Why agile makes going to work easier

JP
3 min readFeb 1, 2021

I think a lot about why we do the things we do, the journey we’re each on and how to ensure I’m working with good people on good products. Mainly because our identity is intrinsically linked to what we do, but also I want to have a valid reason for getting up in the morning!

A long long time ago I read Das Kapital by Marx. At the time Thatcherism was in full swing and a number of people were making lots and lots of money. Conversely a number of areas had been devastated, particularly in the North. I guess I was aware of the disparity and being a teenager found an ideology that I felt addressed that. I didn’t stick with Marxism, but it certainly opened up my mind to concepts, themes and thoughts that continue to resonate.

One of which probably influenced why I became a fan of agile. It moves a lot of the decision making and control toward the doers.

Yeah you need a product vision, and someone has to sign off a budget, neither of which are easy…… but the old ways of diktat and uninformed deadlines are recipes for failure, and agile addresses the reasons why. There are extremes like developer anarchy, (which incidentally I am a BIG FAN OF… watch the video I’ve linked to)

So IMO agile can be an accessible vehicle for delivering value to an organisation. However that value is not just about money. As a way of building software it’s great, but it can provide something more.

This is where it becomes a little deep. Many of us can relate to the Myth of Sisyphus by Albert Camus. A popular quote from him regarding his time playing football is really interesting:

“After many years during which I saw many things, what I know most surely about morality and the duty of man I owe to sport and learned it in the RUA*.”

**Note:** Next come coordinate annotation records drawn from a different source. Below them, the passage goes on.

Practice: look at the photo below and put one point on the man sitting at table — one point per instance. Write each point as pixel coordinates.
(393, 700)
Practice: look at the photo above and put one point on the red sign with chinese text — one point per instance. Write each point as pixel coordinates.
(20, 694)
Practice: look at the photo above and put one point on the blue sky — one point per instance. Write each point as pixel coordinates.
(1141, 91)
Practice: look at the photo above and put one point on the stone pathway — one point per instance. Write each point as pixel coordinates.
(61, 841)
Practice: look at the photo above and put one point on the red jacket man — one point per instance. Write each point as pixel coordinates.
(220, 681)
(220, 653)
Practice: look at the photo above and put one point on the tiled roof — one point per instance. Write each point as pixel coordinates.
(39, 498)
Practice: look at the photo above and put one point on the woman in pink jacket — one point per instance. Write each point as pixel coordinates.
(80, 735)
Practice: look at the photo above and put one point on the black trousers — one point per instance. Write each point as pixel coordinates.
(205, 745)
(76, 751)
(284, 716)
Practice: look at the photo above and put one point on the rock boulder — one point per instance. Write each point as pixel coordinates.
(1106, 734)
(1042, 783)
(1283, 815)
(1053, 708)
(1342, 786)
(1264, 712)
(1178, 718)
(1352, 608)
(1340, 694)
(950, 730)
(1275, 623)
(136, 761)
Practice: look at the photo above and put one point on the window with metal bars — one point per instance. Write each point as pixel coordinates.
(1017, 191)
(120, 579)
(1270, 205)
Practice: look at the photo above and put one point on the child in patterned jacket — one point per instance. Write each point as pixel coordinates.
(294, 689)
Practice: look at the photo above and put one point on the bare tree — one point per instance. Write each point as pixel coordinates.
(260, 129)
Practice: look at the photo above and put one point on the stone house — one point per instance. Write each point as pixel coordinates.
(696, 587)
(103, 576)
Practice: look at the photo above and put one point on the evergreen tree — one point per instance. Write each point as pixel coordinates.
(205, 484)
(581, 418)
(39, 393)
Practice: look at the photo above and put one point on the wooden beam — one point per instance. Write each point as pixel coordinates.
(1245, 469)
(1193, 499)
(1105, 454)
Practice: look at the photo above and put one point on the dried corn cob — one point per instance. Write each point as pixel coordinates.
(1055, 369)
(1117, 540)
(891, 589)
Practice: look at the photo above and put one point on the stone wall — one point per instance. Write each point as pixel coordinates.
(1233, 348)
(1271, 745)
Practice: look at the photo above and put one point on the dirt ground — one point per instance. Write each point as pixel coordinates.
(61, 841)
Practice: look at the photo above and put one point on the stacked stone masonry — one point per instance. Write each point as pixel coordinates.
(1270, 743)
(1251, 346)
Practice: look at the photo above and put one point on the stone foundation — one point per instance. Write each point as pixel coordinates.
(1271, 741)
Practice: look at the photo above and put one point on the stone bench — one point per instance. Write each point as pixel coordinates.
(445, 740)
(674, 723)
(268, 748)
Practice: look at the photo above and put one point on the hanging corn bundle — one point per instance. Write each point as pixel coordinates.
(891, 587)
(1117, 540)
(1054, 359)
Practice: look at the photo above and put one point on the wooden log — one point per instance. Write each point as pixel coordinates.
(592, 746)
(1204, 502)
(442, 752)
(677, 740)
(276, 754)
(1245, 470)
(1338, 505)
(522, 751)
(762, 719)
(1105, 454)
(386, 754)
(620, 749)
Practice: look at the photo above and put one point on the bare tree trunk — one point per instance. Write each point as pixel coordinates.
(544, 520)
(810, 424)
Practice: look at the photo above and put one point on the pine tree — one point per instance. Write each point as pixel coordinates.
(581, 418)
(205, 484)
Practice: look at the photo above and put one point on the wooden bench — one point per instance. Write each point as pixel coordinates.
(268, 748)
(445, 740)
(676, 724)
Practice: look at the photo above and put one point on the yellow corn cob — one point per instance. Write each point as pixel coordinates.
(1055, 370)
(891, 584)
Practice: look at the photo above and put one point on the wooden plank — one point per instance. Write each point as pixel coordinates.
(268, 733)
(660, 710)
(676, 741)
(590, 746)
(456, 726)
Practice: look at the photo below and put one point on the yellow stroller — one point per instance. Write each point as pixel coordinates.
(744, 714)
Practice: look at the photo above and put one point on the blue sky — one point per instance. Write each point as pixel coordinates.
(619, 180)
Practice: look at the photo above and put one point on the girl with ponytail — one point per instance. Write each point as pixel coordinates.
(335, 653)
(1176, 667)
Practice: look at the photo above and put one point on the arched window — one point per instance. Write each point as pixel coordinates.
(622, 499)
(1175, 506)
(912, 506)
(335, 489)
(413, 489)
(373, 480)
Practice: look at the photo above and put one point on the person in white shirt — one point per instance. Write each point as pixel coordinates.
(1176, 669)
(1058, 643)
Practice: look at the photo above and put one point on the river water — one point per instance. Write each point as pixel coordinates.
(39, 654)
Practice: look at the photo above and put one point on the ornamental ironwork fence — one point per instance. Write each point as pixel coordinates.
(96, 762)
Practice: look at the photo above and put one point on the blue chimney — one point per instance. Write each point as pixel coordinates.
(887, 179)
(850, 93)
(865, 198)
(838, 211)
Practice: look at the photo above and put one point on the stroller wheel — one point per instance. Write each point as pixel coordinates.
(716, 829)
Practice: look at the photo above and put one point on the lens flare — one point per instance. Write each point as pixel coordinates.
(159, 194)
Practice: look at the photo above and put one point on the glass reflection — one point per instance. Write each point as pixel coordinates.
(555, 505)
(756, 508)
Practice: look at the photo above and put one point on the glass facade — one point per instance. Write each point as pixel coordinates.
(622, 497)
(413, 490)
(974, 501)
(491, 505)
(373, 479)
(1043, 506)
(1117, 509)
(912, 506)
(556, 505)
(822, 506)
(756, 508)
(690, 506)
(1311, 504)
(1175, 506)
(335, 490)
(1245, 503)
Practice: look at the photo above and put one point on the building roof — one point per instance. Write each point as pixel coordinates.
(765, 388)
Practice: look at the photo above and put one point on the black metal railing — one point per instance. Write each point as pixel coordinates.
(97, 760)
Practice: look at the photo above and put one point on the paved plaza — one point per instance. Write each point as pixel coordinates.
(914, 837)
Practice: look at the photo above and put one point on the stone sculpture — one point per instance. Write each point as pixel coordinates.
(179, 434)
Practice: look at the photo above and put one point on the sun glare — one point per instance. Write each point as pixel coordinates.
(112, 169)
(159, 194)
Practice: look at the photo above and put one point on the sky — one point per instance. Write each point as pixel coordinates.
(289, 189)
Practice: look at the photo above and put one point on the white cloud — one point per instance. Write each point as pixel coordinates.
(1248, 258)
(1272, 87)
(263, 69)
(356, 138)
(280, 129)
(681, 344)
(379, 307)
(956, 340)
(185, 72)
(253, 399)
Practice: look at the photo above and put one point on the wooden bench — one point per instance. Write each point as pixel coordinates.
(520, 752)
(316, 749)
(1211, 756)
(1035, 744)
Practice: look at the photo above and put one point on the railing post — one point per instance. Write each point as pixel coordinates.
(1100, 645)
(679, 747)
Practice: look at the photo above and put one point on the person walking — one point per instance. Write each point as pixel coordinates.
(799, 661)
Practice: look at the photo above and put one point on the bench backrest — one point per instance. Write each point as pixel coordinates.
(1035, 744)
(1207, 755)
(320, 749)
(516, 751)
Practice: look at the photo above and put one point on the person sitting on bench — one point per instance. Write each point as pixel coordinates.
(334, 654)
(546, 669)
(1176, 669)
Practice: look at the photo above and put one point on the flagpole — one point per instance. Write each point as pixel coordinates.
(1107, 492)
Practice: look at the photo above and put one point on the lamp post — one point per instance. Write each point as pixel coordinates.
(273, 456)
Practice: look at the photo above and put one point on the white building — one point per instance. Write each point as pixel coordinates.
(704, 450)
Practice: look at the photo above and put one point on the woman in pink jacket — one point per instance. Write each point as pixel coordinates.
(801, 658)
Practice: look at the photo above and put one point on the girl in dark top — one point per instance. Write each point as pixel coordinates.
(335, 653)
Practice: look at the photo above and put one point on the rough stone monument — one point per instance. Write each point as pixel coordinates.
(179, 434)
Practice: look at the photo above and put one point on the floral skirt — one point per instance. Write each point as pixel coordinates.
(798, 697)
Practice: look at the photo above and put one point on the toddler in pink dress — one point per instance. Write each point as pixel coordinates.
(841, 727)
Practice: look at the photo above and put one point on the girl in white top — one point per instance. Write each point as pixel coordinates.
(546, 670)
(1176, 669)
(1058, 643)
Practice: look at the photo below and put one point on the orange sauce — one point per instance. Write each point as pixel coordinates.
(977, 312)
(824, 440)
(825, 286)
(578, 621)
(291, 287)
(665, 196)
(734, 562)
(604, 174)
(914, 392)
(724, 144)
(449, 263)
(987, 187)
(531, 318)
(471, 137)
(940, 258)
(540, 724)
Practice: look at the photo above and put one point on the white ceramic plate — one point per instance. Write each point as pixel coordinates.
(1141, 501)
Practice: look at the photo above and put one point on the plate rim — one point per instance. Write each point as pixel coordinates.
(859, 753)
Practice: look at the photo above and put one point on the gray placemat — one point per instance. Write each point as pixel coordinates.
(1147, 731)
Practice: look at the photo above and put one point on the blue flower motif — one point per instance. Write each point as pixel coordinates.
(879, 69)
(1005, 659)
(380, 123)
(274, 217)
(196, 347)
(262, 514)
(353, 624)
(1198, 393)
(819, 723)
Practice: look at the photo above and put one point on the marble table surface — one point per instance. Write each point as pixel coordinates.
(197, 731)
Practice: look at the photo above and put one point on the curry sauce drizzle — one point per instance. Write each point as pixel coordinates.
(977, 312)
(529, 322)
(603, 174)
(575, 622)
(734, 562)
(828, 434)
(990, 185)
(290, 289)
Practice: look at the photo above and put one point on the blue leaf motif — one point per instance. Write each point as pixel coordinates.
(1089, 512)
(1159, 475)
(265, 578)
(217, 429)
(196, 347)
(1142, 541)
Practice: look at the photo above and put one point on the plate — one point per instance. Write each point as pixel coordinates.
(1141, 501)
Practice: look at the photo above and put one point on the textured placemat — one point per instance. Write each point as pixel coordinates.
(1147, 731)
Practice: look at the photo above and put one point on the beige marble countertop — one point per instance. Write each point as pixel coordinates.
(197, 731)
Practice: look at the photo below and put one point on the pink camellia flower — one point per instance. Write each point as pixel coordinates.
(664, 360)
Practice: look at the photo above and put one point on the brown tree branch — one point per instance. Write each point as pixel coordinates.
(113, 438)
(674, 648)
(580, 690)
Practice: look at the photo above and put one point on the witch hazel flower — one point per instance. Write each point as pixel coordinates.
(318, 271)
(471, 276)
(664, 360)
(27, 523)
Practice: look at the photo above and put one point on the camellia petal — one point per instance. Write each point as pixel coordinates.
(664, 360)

*RUA = Racing Universitaire Algerios
(
multi sports club formed in 1927 in Algiers)

I know there are lots of interpretations as to the context of this quote, or what he was trying to convey. The consensus is that in sport there is an objective, and it’s usually a team of individuals with a variety of skills working towards that objective.

On the pitch there maybe a designated captain, but that is a formality. In reality leaders emerge in successful teams as and when they are needed. People contribute more in areas where they are strongest, and the team structure supports that. Like sports teams, you can still have superstars, but they need the rest of the team. That’s not just on the field of play, but even sports where it’s an individual. Tennis maybe…. Andy Murray is the guy on court, but there is a team supporting him, physio, coach, pr person etc etc. Each will lead in the area that they are an expert in, but together they unite to get Murray into the right condition, mentally and physically with the right tactics so that he can then apply his talents.

For me, that’s what an agile team can do. It provides the best way (that we currently know) for a bunch of experts to work together to meet a goal. This is particularly true in high performing teams, where leaders emerge and participants collaborate in a culture of mutual respect.

I also like the straight talking it supports, whereby you can call people out for not contributing or if they disrupt team harmony……but that’s another story.